Some tough stuff every writer needs to know, today, but also some inspiration, and much in-between.

  • I have to start with Kristine Kathryn Rusch’s (@kriswrites) long Business Rusch post The Future and Balance (Deal Breakers 2012). Unlike yesterday’s light-hearted promo, today Kris deals with publishing contract clauses that should be treated with caution at best, outright rejected (even at the risk of losing the contract) at worse. That’s the reason for the parenthetical “Deal Breakers” comment. This is one to be bookmarked, studied, and saved.
  • Rachel Randolph (@rachelrandolph) offers tools for Keeping Track of Contacts, Media History, and Speaking Engagements on WordServe Water Cooler. Her intent is certainly good but the tools are all Excel 2007/2010-format spreadsheets, so if you’re not comfortable with Excel and/or spreadsheets in general, don’t have a current version of the software, use other software that isn’t compatible, or don’t even know what spreadsheets are, these tools may not be for you. If, on the other hand, you’re comfortable with Excel, give ’em a look.
  • Robert Lee Brewer (@robertleebrewer) has taken some time off from his My Name Is Not Bob blog to spend more time with his family (good for him!) but he’s back now with a response to a reader who asked, with regard to social media, Where Should I Spend My Time? Robert’s answer refocuses the question from which platform(s) to what you are trying to achieve there and what’s most important in your (writing) life.
  • Juliet Marillier’s story on Writer Unboxed about how a community came together Out of the Ashes of her granddaughter’s arson-burned school is really about the power of story and how not just writers, but whole communities, can use it to make it through hard times.
  • Donna Galanti (@donnagalanti) guest posts on The Kill Zone about Watchers: Heroes in Fiction. The “watchers” she refers to are characters who may or may not be prominent yet play critical roles in stories, background heroes, you might say. It’s an interesting idea, one I’d never heard of, and worth a look.
  • Rachelle Gardner (@RachelleGardner) encores a previously-published piece on the fact that The Writing Rules Are Just Tools, a lesson many writers and writing instructors need to take to heart, it seems.
  • And that leads us to today’s last piece, by Becky Levine, which comes by way of Nathan Bransford (@NathanBransford). Becky writes about Critique Comments: Remembering to Give Them Time, in other words, remembering that our first, often defensive, reaction to critique comments may blind us to something of real value–if also sometimes to a lot of reworking. Not easy advice to follow, but so true. (Something I’d better keep in mind myself when I get my WIP back from my editor!)

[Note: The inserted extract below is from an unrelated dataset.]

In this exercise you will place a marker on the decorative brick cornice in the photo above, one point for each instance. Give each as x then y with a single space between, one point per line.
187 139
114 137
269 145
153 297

5 comments on “Great Stuff on the Writers’ Blogs, August 2, 2012

  1. […] aware of it a bit over a week ago and I liked it so much I not only included the post on my daily Great Stuff on the Writers’ Blogs post, I invited Becky to guest post here. While she declined the offer (her choice; no problem), […]

  2. beckylevine says:

    Thanks for the link, Ross!

  3. donnagalanti says:

    Appreciate you including my post on TKZ! Thanks so much. And great line up of others here too.